General News of Tuesday, 6 November 2018
‘Interesting’, that’s how Founder of the International Central Gospel Church (ICGC), Pastor Mensa Otabil describes coming weeks in court following a suit against him and 15 other directors of the defunct Capital Bank.
The 16 persons were accused of mismanagement and breach of banking regulations which led to the collapse of the bank. The directors and shareholders have been accused of illegally approving loans and placing funds to themselves and related parties without the requisite collateral.

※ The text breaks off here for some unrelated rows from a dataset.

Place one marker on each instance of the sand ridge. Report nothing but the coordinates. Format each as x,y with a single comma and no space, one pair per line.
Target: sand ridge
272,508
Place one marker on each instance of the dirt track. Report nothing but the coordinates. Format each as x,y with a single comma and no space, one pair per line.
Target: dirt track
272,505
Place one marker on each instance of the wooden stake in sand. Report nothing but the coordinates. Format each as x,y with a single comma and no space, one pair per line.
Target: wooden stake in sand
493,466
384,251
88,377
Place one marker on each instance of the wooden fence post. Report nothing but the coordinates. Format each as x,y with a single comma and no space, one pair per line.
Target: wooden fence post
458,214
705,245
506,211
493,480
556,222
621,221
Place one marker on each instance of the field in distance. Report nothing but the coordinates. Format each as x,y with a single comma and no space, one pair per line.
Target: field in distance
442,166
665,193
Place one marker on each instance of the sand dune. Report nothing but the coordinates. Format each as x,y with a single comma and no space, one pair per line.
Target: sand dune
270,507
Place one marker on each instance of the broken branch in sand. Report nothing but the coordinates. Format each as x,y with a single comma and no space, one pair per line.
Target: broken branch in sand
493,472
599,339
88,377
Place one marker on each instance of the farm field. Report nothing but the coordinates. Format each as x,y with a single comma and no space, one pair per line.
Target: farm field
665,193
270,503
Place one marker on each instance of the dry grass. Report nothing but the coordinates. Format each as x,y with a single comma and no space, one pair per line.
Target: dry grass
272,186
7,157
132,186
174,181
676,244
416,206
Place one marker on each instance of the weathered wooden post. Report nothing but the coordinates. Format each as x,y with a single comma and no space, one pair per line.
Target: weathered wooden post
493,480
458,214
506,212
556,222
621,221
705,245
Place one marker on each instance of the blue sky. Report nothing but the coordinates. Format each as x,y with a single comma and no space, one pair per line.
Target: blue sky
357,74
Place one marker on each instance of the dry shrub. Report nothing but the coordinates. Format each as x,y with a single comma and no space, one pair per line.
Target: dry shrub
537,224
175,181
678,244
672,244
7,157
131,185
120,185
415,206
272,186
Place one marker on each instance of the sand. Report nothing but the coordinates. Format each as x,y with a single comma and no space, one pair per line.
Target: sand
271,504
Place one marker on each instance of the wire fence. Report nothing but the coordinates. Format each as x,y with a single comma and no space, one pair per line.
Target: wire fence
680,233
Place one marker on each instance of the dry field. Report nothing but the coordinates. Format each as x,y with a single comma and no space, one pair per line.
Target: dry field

Pastor Otabil, speaking about the issue in Church Tuesday said the full truth will emerge as the weeks unfold. According to him, a suit neither translated evidence nor judgement. It’s merely an opinion that will be justified or otherwise.
“It’s going to be interesting”, he said.
Adding, “I know people have all kinds of questions and so on. I can’t explain anything to you because I’m in court. We will allow the process to continue and hopefully, the full truth will be known. There is space for people’s opinion but when you go to court you are not just dealing with people’s opinions, you deal with facts”
“The only thing I want to say briefly is that when someone sues you, it is not an evidence, neither is it a judgement, it is just somebody’s opinion and there will be defence and other things so follow closely how things will proceed and how they’ll end.”
Rather than repeat his ‘God is good’ comments which sparked controversy the last time he adopted it in addressing the issue around the bank collapse, he chose the opposite; ‘The devil is bad’.
“The last time I said God is good, people didn’t like it so I don’t know if to say God is good but I can definitely say the devil is bad, that can also be quoted”.
Pastor Otabil was the Board Chairman of the defunct bank, while the ICGC was named as a shareholder of the bank in the suit.
The suit was filed at the Commercial Division of the Accra High Court by the receivers of the defunct bank, Mr Vish Ashiagbor and Mr Eric Nipah, both of PricewaterhouseCoopers (PwC).
The plaintiffs are seeking to use the legal action to recover over GH¢837 million, being what they said were loans that the shareholders granted to themselves which remained unpaid.
By their alleged actions, the plaintiffs said, the defendants “have breached their fiduciary duties under the Companies Code, 1963 (Act 179) and have caused serious financial loss to the bank’’.
The shareholders and the directors joined to the suit as defendants in the Capital Bank suit include the Founder of the Capital Bank, Mr William Ato Essien; Mr Oheneba Osei-Akoto, Mr Stephen Enchill, Mr Kingsley Atta Ghansah, Otabil & Associates, Mr Kwadwo Ayisi-Ahwireng, Mr Isaac Osah Thompson-Mensah and Mr John Kofi Mensah.
The rest are Mr Edwin Obeng Donkor, the former Chief Executive of the bank; Mr Fitzgerald Odonkor, Mr Amadu Montia, Mr Kofi Kwakwa and Mr Francis Adu Mante.